1. Add "special" word in addition to "exten". So the dialplan will look like

exten => 100,1,Answer
exten => 100,n,Wait(1)
...
exten => i,1,Noop(we can even have regular i extension)
exten => i,2,Hangup
...
special => i,1,Noop(invalid extension)
...

The processing of this dialplan is exactly the same as for the regular one except for the fact that only second "i" extension has special attribute and when asterisk tries to pass control to "i" because a jump to invalid exten is attempted, it only looks for extensions with special flag.

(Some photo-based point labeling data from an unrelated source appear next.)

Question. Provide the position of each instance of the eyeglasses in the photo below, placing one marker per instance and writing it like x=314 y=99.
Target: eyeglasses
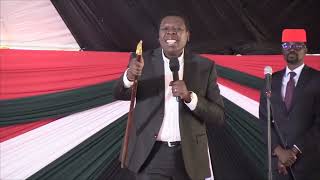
x=167 y=29
x=297 y=47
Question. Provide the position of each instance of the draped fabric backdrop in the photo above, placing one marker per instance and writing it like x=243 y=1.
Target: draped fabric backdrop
x=59 y=121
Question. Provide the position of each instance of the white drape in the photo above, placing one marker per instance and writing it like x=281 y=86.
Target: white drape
x=33 y=24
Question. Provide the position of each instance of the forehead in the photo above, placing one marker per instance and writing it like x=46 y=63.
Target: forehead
x=172 y=20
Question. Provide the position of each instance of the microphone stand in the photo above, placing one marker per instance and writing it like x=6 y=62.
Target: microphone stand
x=130 y=113
x=284 y=145
x=268 y=92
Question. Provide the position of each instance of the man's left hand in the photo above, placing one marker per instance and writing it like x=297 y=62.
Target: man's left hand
x=179 y=88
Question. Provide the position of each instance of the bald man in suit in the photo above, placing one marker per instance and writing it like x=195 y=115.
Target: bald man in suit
x=168 y=139
x=295 y=106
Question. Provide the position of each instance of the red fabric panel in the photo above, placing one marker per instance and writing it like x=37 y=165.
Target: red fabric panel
x=254 y=64
x=9 y=132
x=33 y=72
x=244 y=90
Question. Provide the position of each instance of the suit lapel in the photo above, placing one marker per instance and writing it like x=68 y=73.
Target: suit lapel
x=276 y=91
x=298 y=90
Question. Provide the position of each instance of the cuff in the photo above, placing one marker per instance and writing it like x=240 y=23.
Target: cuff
x=126 y=82
x=295 y=146
x=194 y=101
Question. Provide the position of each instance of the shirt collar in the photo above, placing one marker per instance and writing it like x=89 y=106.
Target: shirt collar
x=180 y=58
x=296 y=70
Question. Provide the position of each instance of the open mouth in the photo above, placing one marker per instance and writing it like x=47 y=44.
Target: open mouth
x=171 y=42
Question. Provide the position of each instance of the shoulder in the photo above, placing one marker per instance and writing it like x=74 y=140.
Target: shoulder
x=203 y=61
x=278 y=74
x=312 y=71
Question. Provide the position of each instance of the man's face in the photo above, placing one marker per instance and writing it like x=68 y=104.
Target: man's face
x=173 y=35
x=294 y=52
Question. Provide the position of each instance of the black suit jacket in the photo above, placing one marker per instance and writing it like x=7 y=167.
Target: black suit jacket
x=300 y=125
x=200 y=77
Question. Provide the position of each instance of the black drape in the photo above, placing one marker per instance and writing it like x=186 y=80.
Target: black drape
x=217 y=26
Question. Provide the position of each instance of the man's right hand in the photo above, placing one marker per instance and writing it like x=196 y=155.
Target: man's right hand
x=286 y=156
x=282 y=168
x=135 y=68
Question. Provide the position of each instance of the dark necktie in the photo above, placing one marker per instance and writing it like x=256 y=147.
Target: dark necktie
x=289 y=90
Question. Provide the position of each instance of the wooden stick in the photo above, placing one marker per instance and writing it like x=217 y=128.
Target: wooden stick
x=130 y=114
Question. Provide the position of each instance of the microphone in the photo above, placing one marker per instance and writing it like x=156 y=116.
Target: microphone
x=267 y=75
x=174 y=67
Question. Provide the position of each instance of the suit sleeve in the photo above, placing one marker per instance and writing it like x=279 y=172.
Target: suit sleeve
x=263 y=120
x=120 y=92
x=210 y=108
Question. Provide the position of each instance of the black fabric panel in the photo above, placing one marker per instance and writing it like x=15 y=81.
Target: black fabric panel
x=217 y=26
x=54 y=105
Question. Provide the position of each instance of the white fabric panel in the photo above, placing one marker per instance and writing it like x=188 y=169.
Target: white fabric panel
x=26 y=154
x=33 y=24
x=240 y=100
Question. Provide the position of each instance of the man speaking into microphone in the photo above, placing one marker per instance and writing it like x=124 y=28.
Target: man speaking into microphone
x=177 y=96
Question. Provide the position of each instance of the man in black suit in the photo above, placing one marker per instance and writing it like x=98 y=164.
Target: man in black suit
x=295 y=106
x=168 y=139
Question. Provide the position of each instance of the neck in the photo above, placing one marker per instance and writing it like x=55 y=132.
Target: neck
x=294 y=66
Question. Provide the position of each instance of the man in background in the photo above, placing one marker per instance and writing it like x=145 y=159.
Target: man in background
x=295 y=107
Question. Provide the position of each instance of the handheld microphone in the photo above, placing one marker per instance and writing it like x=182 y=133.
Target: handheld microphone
x=267 y=75
x=174 y=67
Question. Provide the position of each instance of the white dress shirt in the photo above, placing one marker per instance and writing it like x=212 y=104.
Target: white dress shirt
x=170 y=130
x=285 y=80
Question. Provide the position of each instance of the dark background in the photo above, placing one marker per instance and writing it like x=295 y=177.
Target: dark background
x=217 y=26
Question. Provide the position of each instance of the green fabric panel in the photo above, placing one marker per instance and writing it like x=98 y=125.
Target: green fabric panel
x=238 y=147
x=54 y=105
x=90 y=158
x=240 y=77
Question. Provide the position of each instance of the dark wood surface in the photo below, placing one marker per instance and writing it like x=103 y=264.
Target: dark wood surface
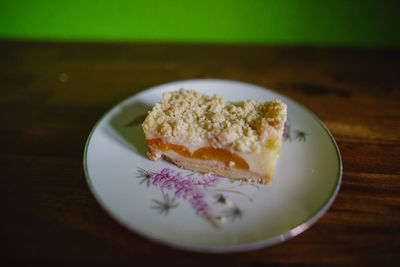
x=52 y=94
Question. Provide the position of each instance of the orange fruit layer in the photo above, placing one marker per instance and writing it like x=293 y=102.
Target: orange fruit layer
x=204 y=153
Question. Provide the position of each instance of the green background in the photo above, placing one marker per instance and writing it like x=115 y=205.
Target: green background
x=308 y=22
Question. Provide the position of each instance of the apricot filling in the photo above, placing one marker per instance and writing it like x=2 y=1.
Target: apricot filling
x=204 y=153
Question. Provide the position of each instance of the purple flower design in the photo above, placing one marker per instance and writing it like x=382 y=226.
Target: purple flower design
x=187 y=188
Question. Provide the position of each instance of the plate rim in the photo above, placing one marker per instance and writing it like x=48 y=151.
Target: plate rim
x=300 y=228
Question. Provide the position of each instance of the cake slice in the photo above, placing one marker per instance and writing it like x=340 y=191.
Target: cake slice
x=238 y=140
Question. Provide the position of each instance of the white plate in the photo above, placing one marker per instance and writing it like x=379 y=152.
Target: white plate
x=216 y=215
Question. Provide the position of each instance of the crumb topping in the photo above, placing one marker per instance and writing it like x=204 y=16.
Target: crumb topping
x=189 y=116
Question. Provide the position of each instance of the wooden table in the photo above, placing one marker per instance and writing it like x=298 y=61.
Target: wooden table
x=52 y=94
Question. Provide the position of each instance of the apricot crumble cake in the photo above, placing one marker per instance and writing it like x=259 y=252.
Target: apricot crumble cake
x=238 y=140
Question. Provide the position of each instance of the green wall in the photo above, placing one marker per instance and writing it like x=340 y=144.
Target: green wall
x=355 y=23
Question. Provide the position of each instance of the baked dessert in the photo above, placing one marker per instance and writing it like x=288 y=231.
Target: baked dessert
x=238 y=140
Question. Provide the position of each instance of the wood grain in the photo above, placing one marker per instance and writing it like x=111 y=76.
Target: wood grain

2. Add "special" word to include statement so you will need to prepare separate context with:

[myspecial]
exten => i,1,Noop(invalid extension)

and then include it into your context:

[mycontext]
include special => myspecial


In any case it must be global option which turns new behavior on and off because it gonna take a whiiiile to convert thousands of dialplans to the new style.

Regards,
Dmitry Andrianov


-----Original Message-----
From: asterisk-dev-bounces at lists.digium.com [mailto:asterisk-dev-bounces at lists.digium.com] On Behalf Of Klaus Darilion
Sent: Friday, January 09, 2009 2:41 PM
To: Asterisk Developers Mailing List
Subject: Re: [asterisk-dev] i extension does not match on initial context - bug or not?



Benny Amorsen schrieb:
> Dmitry Andrianov <dimas at dataart.com> writes:
>
>> There is NO functionality for catch-all currently exist. Extension
>> can be alphanumeric so just [0-9*+] is not enough. The closest
>> pattern would be "_." which matches anything at all but the problem
>> with it is that it also matches "special" extensions like h, i, t,
>> s.
>
> It is a bit sad that the special extensions live in the same
> namespace as normal extensions. The reasons are historical, of
> course, from when Asterisk was mostly concerned with connecting to
> the PSTN, but these days it is becoming a problem.

Yes, this should be splitted into separate name spaces. In config we
could use for example @i or @s to address the special extensions.